Je suis peu suspect d'emballement hollandais, d'extase socialiste, mais là n'est pas le sujet. Je crois sincèrement qu'on devrait repenser notre rapport au temps politique à l'aune de nos réactions à PISA. Car la dénonciation des équipes fillonistes recèle plusieurs possibilités : soit ils n'ont pas compris le fonctionnement des résultats et l'analyse produite. Tant de stupidité à ce niveau de l'état serait inquiétante. Soit ils ont très bien compris, mais espèrent que les électeurs tomberont dans le panneau et seront d'accord pour accabler le bilan actuel et chanter les louanges éducatives en 2019 d'un gouvernement qui fermera des classes. Tant de cynisme et de mépris électoral serait proprement dégueulasse. Hélas, à moins d'être soi même complètement truffe, il ne fait nul doute que c'est la seconde option.
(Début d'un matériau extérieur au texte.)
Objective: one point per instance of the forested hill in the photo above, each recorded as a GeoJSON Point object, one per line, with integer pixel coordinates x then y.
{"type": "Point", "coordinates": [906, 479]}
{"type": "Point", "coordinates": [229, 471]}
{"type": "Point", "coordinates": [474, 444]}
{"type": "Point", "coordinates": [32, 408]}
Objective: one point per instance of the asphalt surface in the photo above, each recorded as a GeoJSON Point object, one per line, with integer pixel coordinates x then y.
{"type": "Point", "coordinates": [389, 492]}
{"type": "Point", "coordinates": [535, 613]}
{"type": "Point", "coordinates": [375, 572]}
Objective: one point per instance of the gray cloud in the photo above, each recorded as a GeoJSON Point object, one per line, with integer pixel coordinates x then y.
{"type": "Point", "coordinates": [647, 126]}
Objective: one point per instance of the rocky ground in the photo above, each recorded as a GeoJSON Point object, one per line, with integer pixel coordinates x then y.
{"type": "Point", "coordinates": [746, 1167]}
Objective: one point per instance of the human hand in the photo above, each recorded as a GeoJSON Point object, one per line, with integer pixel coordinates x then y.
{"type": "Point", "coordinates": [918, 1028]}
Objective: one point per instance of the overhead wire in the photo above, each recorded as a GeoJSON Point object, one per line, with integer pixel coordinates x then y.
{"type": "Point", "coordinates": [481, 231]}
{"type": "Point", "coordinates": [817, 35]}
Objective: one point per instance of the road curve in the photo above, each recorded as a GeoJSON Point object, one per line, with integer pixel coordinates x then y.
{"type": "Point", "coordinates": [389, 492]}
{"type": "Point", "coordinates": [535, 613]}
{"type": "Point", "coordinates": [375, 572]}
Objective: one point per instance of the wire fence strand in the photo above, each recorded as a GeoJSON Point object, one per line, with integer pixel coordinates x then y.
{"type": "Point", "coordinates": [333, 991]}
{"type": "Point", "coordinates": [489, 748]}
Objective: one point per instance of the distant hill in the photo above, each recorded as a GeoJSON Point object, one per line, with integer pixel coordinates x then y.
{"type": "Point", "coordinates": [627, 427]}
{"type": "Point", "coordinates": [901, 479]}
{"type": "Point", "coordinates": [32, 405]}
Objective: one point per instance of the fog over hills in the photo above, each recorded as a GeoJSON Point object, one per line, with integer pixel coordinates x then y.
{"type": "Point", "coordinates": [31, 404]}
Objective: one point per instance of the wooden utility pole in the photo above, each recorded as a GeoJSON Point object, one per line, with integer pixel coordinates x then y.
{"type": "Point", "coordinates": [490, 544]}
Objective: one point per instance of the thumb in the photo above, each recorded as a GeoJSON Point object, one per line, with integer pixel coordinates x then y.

PISA c'est Dorian Gray, un portait fictif de la vie politique française où certains veulent lire une jeunesse sur un corps en réalité ravagé. Mais PISA souligne surtout et plus globalement notre ambiguïté à l'égard du temps long en politique : il en va de même pour notre rapport à l'emploi (ou au chômage, c'est selon), l'industrie, le changement énergétique et aux autres décisions qui exigent un temps très long. Cyclique, au-delà de la durée d'un mandat. A contrario, les taxes et mesures fiscales sont, elles, instantanées, d'où l'appétit qu'elles suscitent chez les commentateurs. Peut-on mettre fin à cette inconséquence ou cette courte vue ? Assurément pas avec nos institutions. Cette maladie du court termisme est alimentée par la professionnalisation du politique : tant que chacun pèse ou soupèse ses arguments à l'aune de sa réélection, nous sommes perdus. Seule une limitation des mandats dans le temps, seul l'idée de venir servir pour une mission circonscrite à son mandat peut garantir le temps long. François Hollande a fait un premier pas en renonçant à se représenter, pourquoi pas tenter un coup de poker sur le crépuscule du quinquennat en tentant de faire passer une réforme institutionnelle qui servirait les générations suivantes. Sa popularité n'en serait que renforcée et il pourrait partir en retraite avec un sentiment de devoir accompli. Noël approche, cette période est propice aux rêveries folles en enfantines. Ne nous en privons pas.